Storytelling - Narration Across Media
About the course
Storytelling is a way of understanding and relating to the world around us. It is a crucial means of communication and most of us do it all the time.
The aim of this course is for students to acquire knowledge about and understanding of storytelling in a mediatized culture, and how stories are produced and evolve in different media. Students also acquire skills in producing stories, in different media, and knowledge and understanding of how those media informs how stories are and can be told.
In this course we study how stories travel across different media and what happens to a story when it is adapted to a new medium. We also explore how whole storyworlds emerge and evolve. We do this through theory, the study of various cultural expressions and through students’ own creative productions.
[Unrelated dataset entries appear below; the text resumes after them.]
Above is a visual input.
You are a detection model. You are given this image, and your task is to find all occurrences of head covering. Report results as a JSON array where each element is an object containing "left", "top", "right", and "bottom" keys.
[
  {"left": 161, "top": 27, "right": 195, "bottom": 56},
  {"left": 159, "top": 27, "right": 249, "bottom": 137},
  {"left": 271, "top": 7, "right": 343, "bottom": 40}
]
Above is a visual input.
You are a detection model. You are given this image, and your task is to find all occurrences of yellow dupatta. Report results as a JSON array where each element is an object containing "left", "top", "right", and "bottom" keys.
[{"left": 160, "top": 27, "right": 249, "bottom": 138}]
We make use of contemporary theories to understand how stories are told and how stories adapt to a mediatized culture. We study theories concerning storytelling in a broad sense, and narrative theory tied to specific media, such as literature, film, graphic novels, audio and interactive media. We examine how different media express narrative structures differently and how a specific medium informs how the narrative is constructed.
During the course we study how different media play with and problematize narration. To understand stories, we also read, watch, engage with a number of stories in different media, and analyse them.
Students also produce their own stories, using material and technology appropriate for their story. Students are invited to work with a selection of media, which will vary, e.g. audio, video, comics, interactive storytelling and escape rooms.
Course content
In this course we study how stories travel across different media and what happens to a story when it adapted to a new medium. We also study how whole storyworlds emerge and evolve. We make use of contemporary theories to understand how stories are told in, and how they adapt to, a mediatized culture. We engage with theories on storytelling in a broad sense, and narrative theory tied to specific media, such as literature, film, graphic novels, audio and interactive media. We look at how different media express narrative structures differently and how a specific medium informs how the narrative is constructed. In addition, analyse how different media play with and problematize narration. In order to understand stories, we also read, watch, engage with a number of stories in different media, and analyse them. Students furthermore produce their own stories, using material and technology appropriate for their story. Students are invited to work with a selection of media, which will vary, e.g. audio, video, comics, interactive storytelling and escape rooms.
Syllabus and course literature
You can find a list of literature in the syllabus, along with other details about the course.
Entry requirements and selection
Entry requirements
General entry requirements + English 6.
Selection
Upper secondary grades 34%, University credits completed 32%, Swedish Scholastic Aptitude Test (SweSAT) 34%
Course evaluation
The University provides students who participate in or who have completed a course with the opportunity to make known their experiences and viewpoints with regards to
the course by completing a course evaluation administered by the University. The University will compile and summarize the results of course evaluations as well as informing participants of the results and any decisions relating to measures initiated in response to the course evaluations. The results will be made available to the students (HF 1:14).